La synthèse des constats de terrain et des recommandations de ce GT a notamment été présentée lors d’un Jeudi de l’hémicycle du Parlement francophone bruxellois sur les inégalités de genre et les assuétudes, le 12 octobre dernier. Ce rapport contient une série de constats de terrain sur la base d’une revue de littérature internationale, mais aussi en écho à un atelier rassemblant une vingtaine de personnes citoyennes, expertes du vécu, travailleuses de terrain, ainsi qu’à des focus groups avec les premières concernées, les usagères de drogues. Ces constats portent notamment sur l’invisibilité du genre dans le champs des assuétudes, un moindre recours des femmes aux services socio-sanitaires à cause de la stigmatisation qu’elles craignent, ainsi que sur des thématiques spécifiques telles que la santé sexuelle, la grossesse et la parentalité, le travail de rue/prostitution et les violences basées sur le genre.
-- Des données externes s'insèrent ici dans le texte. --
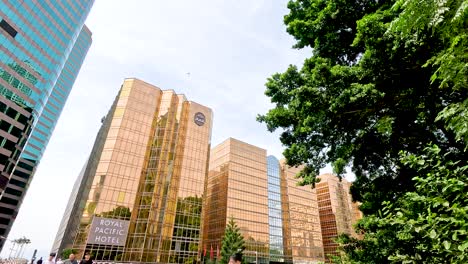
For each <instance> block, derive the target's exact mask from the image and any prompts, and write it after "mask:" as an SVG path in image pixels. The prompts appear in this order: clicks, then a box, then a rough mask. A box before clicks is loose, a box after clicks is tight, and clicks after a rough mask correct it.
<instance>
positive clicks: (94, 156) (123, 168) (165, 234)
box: [55, 79, 212, 263]
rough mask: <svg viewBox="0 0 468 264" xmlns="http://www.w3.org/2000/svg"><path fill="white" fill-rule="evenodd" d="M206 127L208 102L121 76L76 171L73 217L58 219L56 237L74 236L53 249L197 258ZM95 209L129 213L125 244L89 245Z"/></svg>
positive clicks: (102, 253) (123, 258)
mask: <svg viewBox="0 0 468 264" xmlns="http://www.w3.org/2000/svg"><path fill="white" fill-rule="evenodd" d="M106 126H107V127H106ZM211 127H212V111H211V109H209V108H207V107H205V106H202V105H199V104H197V103H195V102H190V101H188V100H187V99H186V98H185V96H183V95H178V94H176V93H175V92H174V91H172V90H167V91H161V90H160V89H159V88H157V87H155V86H153V85H150V84H148V83H145V82H143V81H140V80H137V79H126V80H125V81H124V83H123V85H122V88H121V90H120V92H119V95H118V96H117V98H116V101H115V103H114V105H113V107H112V109H111V111H110V112H109V115H108V116H107V118H106V119H105V121H104V125H103V129H101V130H103V131H102V134H103V136H102V137H101V138H100V139H98V140H97V141H96V143H95V148H94V149H93V153H92V154H91V156H90V158H89V162H88V166H87V168H86V169H85V175H83V177H82V178H83V179H82V180H81V182H82V185H83V184H84V185H86V184H88V185H89V186H88V187H89V188H83V193H81V194H79V195H80V197H78V198H77V197H71V199H72V198H73V199H74V200H75V202H74V203H73V205H72V206H73V209H72V210H71V211H72V212H71V213H69V215H68V216H67V215H65V216H64V217H66V218H71V219H70V220H67V219H65V220H63V221H62V224H64V225H68V226H67V227H66V228H63V227H62V228H61V230H65V232H64V234H63V235H62V236H61V237H63V238H72V239H71V240H69V241H65V242H63V241H62V242H59V241H56V243H55V244H56V245H60V247H59V248H57V250H58V251H60V250H63V249H64V248H69V247H70V248H74V249H77V250H78V251H79V252H80V254H83V253H84V252H91V253H92V254H93V255H94V256H95V259H96V260H102V261H122V262H143V263H144V262H161V263H188V262H192V261H197V259H198V258H199V256H200V253H199V243H200V238H201V223H202V205H203V204H202V198H203V192H204V187H205V180H206V177H207V165H208V156H209V150H210V140H211ZM67 210H68V208H67ZM94 216H100V217H106V218H114V219H121V220H129V221H130V228H129V232H128V237H127V241H126V244H125V246H109V245H96V244H87V243H86V240H87V235H88V232H89V226H90V223H91V221H92V218H93V217H94ZM74 218H76V219H79V220H78V221H75V222H79V223H73V222H74V220H73V219H74Z"/></svg>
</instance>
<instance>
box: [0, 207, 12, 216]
mask: <svg viewBox="0 0 468 264" xmlns="http://www.w3.org/2000/svg"><path fill="white" fill-rule="evenodd" d="M14 212H15V211H14V210H13V209H10V208H6V207H0V214H6V215H13V213H14Z"/></svg>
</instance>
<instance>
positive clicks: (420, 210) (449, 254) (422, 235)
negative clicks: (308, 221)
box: [338, 145, 468, 264]
mask: <svg viewBox="0 0 468 264" xmlns="http://www.w3.org/2000/svg"><path fill="white" fill-rule="evenodd" d="M425 153H426V154H425V155H422V156H415V155H413V154H409V153H405V152H402V162H403V163H404V164H406V165H408V166H411V167H413V168H415V169H417V170H418V171H419V172H420V173H419V176H417V177H414V178H413V180H414V181H415V191H414V192H408V193H406V194H405V195H404V196H402V197H400V198H399V199H398V200H397V201H396V202H393V203H389V202H384V204H383V208H382V210H381V211H380V212H379V214H377V215H375V216H371V217H366V218H365V219H364V220H363V221H361V222H360V223H359V225H358V230H359V231H361V232H364V234H365V239H364V240H361V241H360V240H356V239H353V238H350V237H348V236H346V235H342V236H341V237H340V242H341V245H343V250H344V252H346V253H347V257H349V259H350V261H349V262H348V263H387V262H390V263H428V264H429V263H434V264H436V263H467V262H468V200H466V194H467V193H468V178H467V176H468V165H467V164H466V160H464V161H452V160H450V159H447V156H448V155H443V154H442V153H441V149H440V148H439V147H437V146H435V145H433V146H431V147H428V148H426V150H425ZM423 261H424V262H423ZM338 263H340V262H338Z"/></svg>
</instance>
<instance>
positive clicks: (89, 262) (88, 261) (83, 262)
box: [80, 253, 93, 264]
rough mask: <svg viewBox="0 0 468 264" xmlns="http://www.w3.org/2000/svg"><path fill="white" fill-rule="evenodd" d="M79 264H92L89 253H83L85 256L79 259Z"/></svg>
mask: <svg viewBox="0 0 468 264" xmlns="http://www.w3.org/2000/svg"><path fill="white" fill-rule="evenodd" d="M80 264H93V261H92V260H91V255H90V254H89V253H86V254H85V258H84V259H82V260H81V261H80Z"/></svg>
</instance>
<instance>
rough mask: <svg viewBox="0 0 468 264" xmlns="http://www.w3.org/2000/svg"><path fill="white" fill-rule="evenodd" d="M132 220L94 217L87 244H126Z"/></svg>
mask: <svg viewBox="0 0 468 264" xmlns="http://www.w3.org/2000/svg"><path fill="white" fill-rule="evenodd" d="M129 225H130V221H125V220H119V219H111V218H103V217H96V216H95V217H94V218H93V222H92V223H91V228H90V229H89V234H88V240H87V241H86V243H87V244H98V245H109V246H125V241H126V240H127V234H128V226H129Z"/></svg>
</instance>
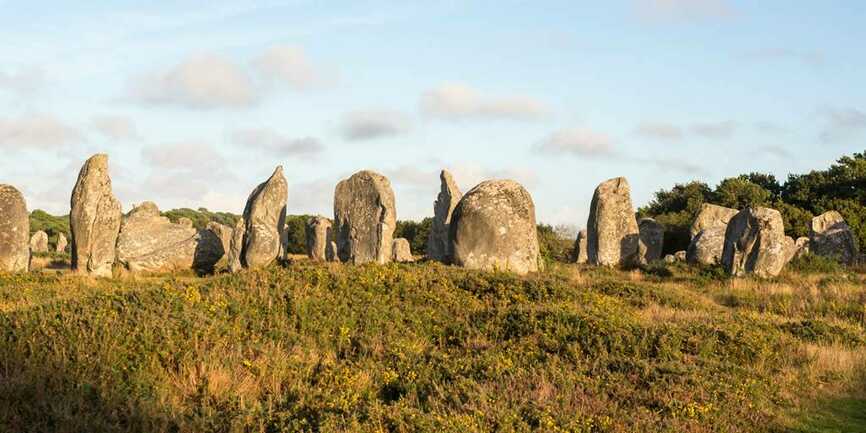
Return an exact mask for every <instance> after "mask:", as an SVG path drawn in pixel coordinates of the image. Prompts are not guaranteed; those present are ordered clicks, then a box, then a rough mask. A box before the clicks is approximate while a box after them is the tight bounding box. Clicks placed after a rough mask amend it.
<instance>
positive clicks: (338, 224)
mask: <svg viewBox="0 0 866 433" xmlns="http://www.w3.org/2000/svg"><path fill="white" fill-rule="evenodd" d="M396 227H397V211H396V209H395V207H394V191H392V190H391V182H389V181H388V179H387V178H386V177H385V176H382V175H381V174H378V173H374V172H372V171H366V170H364V171H360V172H358V173H355V174H354V175H352V177H350V178H348V179H344V180H342V181H340V183H338V184H337V187H336V189H335V190H334V236H335V241H336V242H337V255H338V256H339V258H340V260H341V261H343V262H352V263H355V264H362V263H369V262H376V263H380V264H382V263H387V262H388V261H390V260H391V248H392V247H393V245H392V242H393V237H394V229H395V228H396Z"/></svg>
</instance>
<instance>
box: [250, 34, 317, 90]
mask: <svg viewBox="0 0 866 433" xmlns="http://www.w3.org/2000/svg"><path fill="white" fill-rule="evenodd" d="M253 67H254V68H255V69H256V70H257V71H258V73H259V74H261V75H262V77H264V78H266V79H269V80H273V81H279V82H282V83H284V84H286V85H288V86H289V87H291V88H293V89H296V90H303V89H308V88H311V87H316V86H320V85H323V84H326V83H327V82H328V81H331V78H330V77H329V76H328V75H329V74H328V73H326V72H324V71H321V70H319V69H318V68H316V67H314V66H313V65H312V63H310V61H309V60H308V59H307V56H306V54H305V53H304V50H303V49H301V48H300V47H295V46H286V45H280V46H275V47H271V48H269V49H268V50H266V51H265V52H264V53H262V54H261V55H260V56H259V57H257V58H256V59H254V60H253Z"/></svg>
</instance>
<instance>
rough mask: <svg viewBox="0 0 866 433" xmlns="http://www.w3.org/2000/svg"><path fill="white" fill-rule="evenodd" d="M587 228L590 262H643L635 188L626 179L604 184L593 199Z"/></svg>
mask: <svg viewBox="0 0 866 433" xmlns="http://www.w3.org/2000/svg"><path fill="white" fill-rule="evenodd" d="M586 228H587V242H586V243H587V255H588V258H589V263H592V264H594V265H602V266H636V265H639V264H640V263H641V257H640V253H641V240H640V232H639V229H638V225H637V220H636V219H635V216H634V207H632V204H631V188H630V187H629V185H628V181H627V180H626V179H625V178H624V177H617V178H614V179H610V180H607V181H605V182H602V183H601V184H600V185H599V186H598V187H597V188H596V189H595V193H594V194H593V196H592V203H591V204H590V210H589V219H588V220H587V223H586Z"/></svg>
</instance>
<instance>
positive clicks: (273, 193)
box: [240, 166, 289, 268]
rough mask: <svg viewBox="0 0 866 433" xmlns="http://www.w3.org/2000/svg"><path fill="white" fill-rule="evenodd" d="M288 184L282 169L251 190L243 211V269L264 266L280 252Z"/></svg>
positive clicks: (242, 262) (270, 262)
mask: <svg viewBox="0 0 866 433" xmlns="http://www.w3.org/2000/svg"><path fill="white" fill-rule="evenodd" d="M288 191H289V187H288V183H287V182H286V178H285V177H284V176H283V167H282V166H279V167H277V168H276V170H274V173H273V174H272V175H271V177H270V178H268V180H266V181H265V182H263V183H262V184H260V185H259V186H257V187H256V189H254V190H253V192H252V193H251V194H250V197H249V199H248V200H247V205H246V207H245V208H244V223H245V224H246V227H245V229H244V234H243V236H244V238H243V245H242V250H241V254H240V260H241V265H242V266H244V267H246V268H257V267H261V266H265V265H267V264H269V263H271V262H273V261H274V260H276V259H277V258H278V257H279V255H280V252H281V251H282V236H281V234H282V229H283V226H285V224H286V200H287V197H288Z"/></svg>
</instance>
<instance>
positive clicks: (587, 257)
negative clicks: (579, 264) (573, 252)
mask: <svg viewBox="0 0 866 433" xmlns="http://www.w3.org/2000/svg"><path fill="white" fill-rule="evenodd" d="M574 260H575V262H577V263H578V264H583V263H586V262H588V261H589V256H588V255H587V252H586V230H581V231H579V232H577V239H576V240H575V241H574Z"/></svg>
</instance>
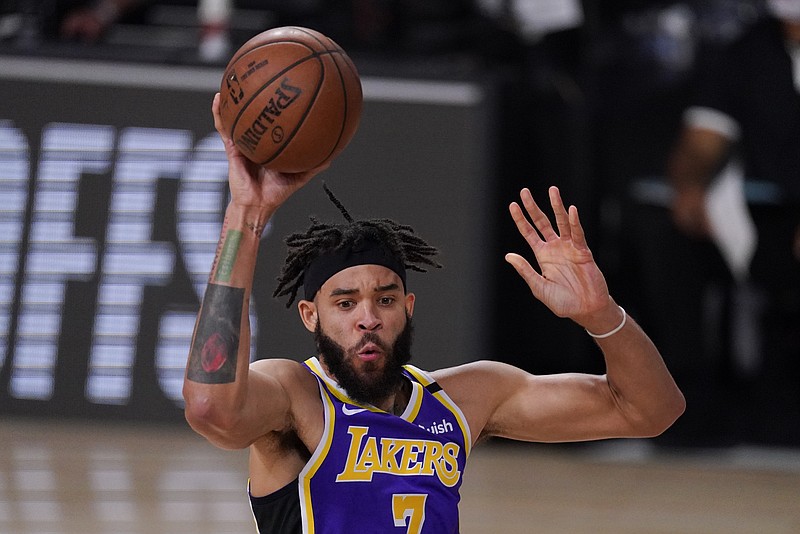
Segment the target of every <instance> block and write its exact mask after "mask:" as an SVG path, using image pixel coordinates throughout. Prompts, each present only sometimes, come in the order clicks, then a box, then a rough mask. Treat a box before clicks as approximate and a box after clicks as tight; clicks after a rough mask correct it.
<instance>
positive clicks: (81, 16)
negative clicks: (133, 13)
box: [59, 0, 150, 43]
mask: <svg viewBox="0 0 800 534" xmlns="http://www.w3.org/2000/svg"><path fill="white" fill-rule="evenodd" d="M149 2H150V0H98V1H97V2H93V3H90V4H84V5H78V6H77V7H75V8H74V9H73V10H70V11H69V12H67V14H66V15H65V16H64V19H63V21H62V22H61V25H60V28H59V33H60V35H61V37H62V38H64V39H71V40H77V41H82V42H85V43H94V42H96V41H97V40H99V39H100V38H101V37H102V36H103V35H104V34H105V33H106V31H108V29H109V28H110V27H111V25H112V24H114V23H115V22H117V21H118V20H119V19H120V17H124V16H126V15H129V14H130V12H132V11H134V10H135V9H138V8H141V7H143V6H144V5H145V4H147V3H149Z"/></svg>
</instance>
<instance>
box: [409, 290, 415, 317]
mask: <svg viewBox="0 0 800 534" xmlns="http://www.w3.org/2000/svg"><path fill="white" fill-rule="evenodd" d="M416 301H417V297H416V296H414V293H407V294H406V314H407V315H408V316H409V317H412V316H413V315H414V303H415V302H416Z"/></svg>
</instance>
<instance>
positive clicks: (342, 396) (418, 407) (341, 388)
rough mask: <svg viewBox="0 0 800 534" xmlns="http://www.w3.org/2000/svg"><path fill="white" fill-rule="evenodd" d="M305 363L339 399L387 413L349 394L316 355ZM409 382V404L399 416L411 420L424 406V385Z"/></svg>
mask: <svg viewBox="0 0 800 534" xmlns="http://www.w3.org/2000/svg"><path fill="white" fill-rule="evenodd" d="M305 363H306V365H308V367H309V368H310V369H311V370H312V371H313V372H314V374H315V375H317V376H318V377H319V378H320V379H321V380H322V381H323V382H324V383H325V385H326V386H327V387H328V391H330V392H331V394H332V395H333V396H335V397H336V398H337V399H339V400H340V401H341V402H344V403H347V404H352V405H354V406H359V407H361V408H364V409H365V410H369V411H371V412H376V413H386V412H384V411H383V410H381V409H380V408H377V407H375V406H373V405H372V404H368V403H361V402H358V401H355V400H353V399H351V398H350V397H349V396H348V395H347V392H346V391H345V390H344V389H343V388H342V387H341V386H340V385H339V384H337V383H336V381H335V380H333V379H332V378H331V377H329V376H328V375H327V374H326V373H325V369H324V368H323V367H322V363H321V362H320V361H319V359H317V358H316V357H311V358H309V359H307V360H306V361H305ZM409 382H410V383H411V396H410V397H409V399H408V405H407V406H406V409H405V410H403V413H402V414H400V415H399V416H398V417H400V418H401V419H404V420H406V421H409V422H411V421H413V420H414V419H415V418H416V417H417V414H418V413H419V411H420V409H421V408H422V385H421V384H420V383H419V382H415V381H413V380H410V381H409Z"/></svg>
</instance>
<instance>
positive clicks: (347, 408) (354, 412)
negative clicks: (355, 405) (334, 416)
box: [342, 404, 367, 415]
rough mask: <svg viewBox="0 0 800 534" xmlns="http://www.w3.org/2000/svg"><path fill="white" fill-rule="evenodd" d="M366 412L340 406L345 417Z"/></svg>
mask: <svg viewBox="0 0 800 534" xmlns="http://www.w3.org/2000/svg"><path fill="white" fill-rule="evenodd" d="M366 411H367V409H366V408H348V407H347V405H346V404H342V413H343V414H345V415H355V414H357V413H361V412H366Z"/></svg>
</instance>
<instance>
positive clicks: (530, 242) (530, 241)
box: [508, 202, 542, 248]
mask: <svg viewBox="0 0 800 534" xmlns="http://www.w3.org/2000/svg"><path fill="white" fill-rule="evenodd" d="M508 211H509V212H511V218H512V219H514V223H515V224H516V225H517V230H519V233H520V234H522V237H524V238H525V241H527V242H528V244H529V245H530V246H531V247H534V248H535V247H536V246H537V245H538V244H539V243H541V242H542V239H541V238H540V237H539V234H537V233H536V230H535V229H534V228H533V226H531V223H530V222H528V219H527V218H526V217H525V215H524V214H523V213H522V208H520V207H519V204H517V203H516V202H512V203H511V204H510V205H509V206H508Z"/></svg>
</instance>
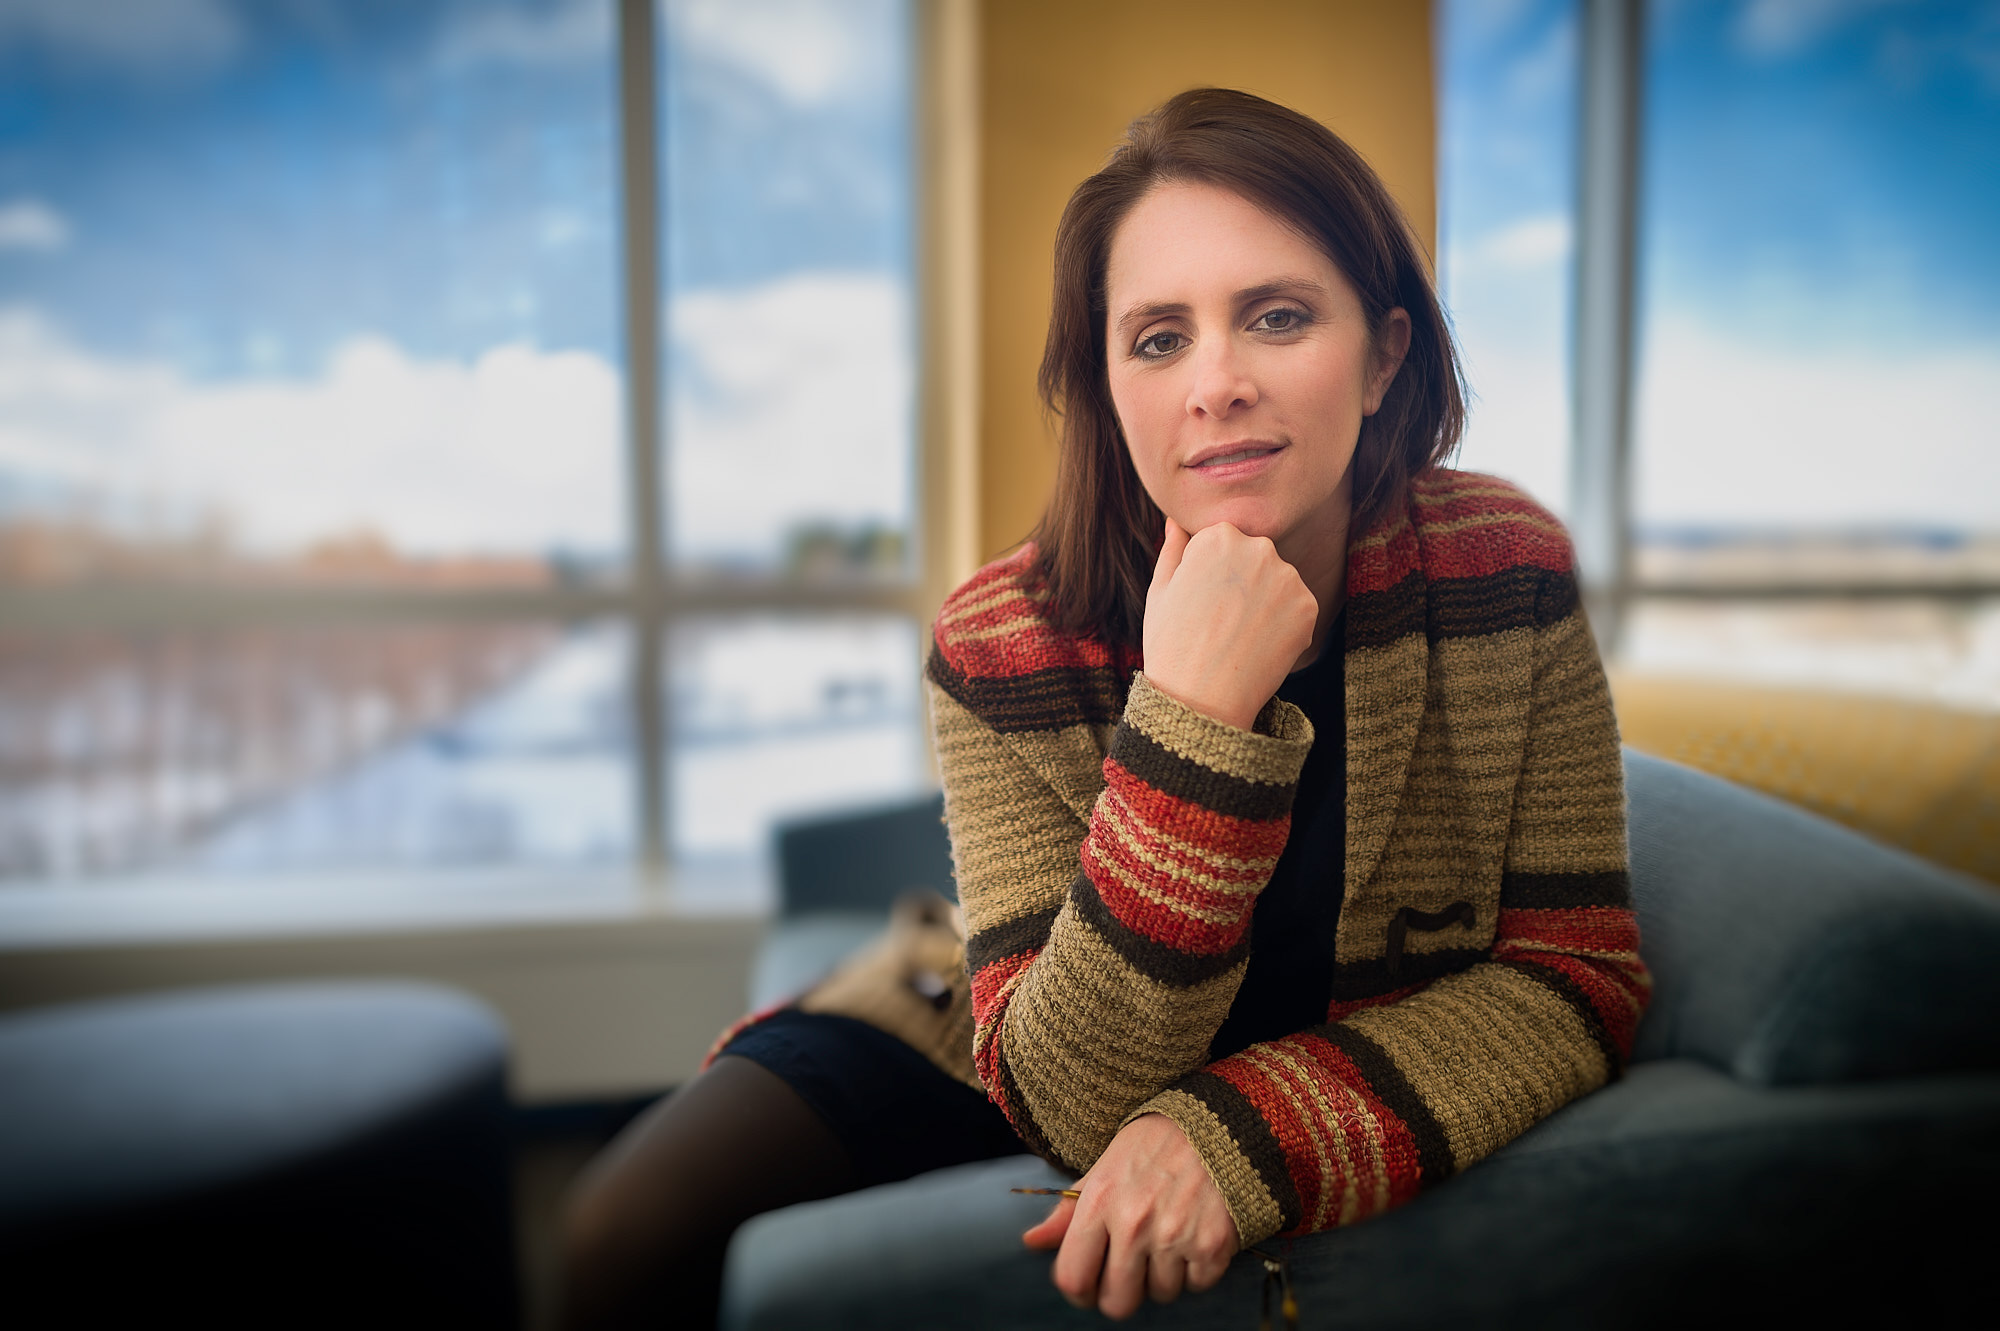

Il présente en outre des recommandations et des pistes d’action. Parmi elles, on peut épingler le fait de stimuler la capacité d’agir des femmes (ex-)usagères de drogues, de les sortir de l’invisibilité, la nécessité de développer des campagnes de communication spécifiques ou encore d’intégrer la dimension de genre dans l’ensemble des dispositifs.

Lors de cette présentation, l’exposition photo « Parle avec elles : quand les femmes détenues se racontent en prison » était accessible et le documentaire « Le cri des coquelicots » a été projeté en début de séance1. Des manifestations là-encore de la volonté de mettre en avant les réalités vécues par les femmes, en leur donnant la parole et basées sur leur participation active.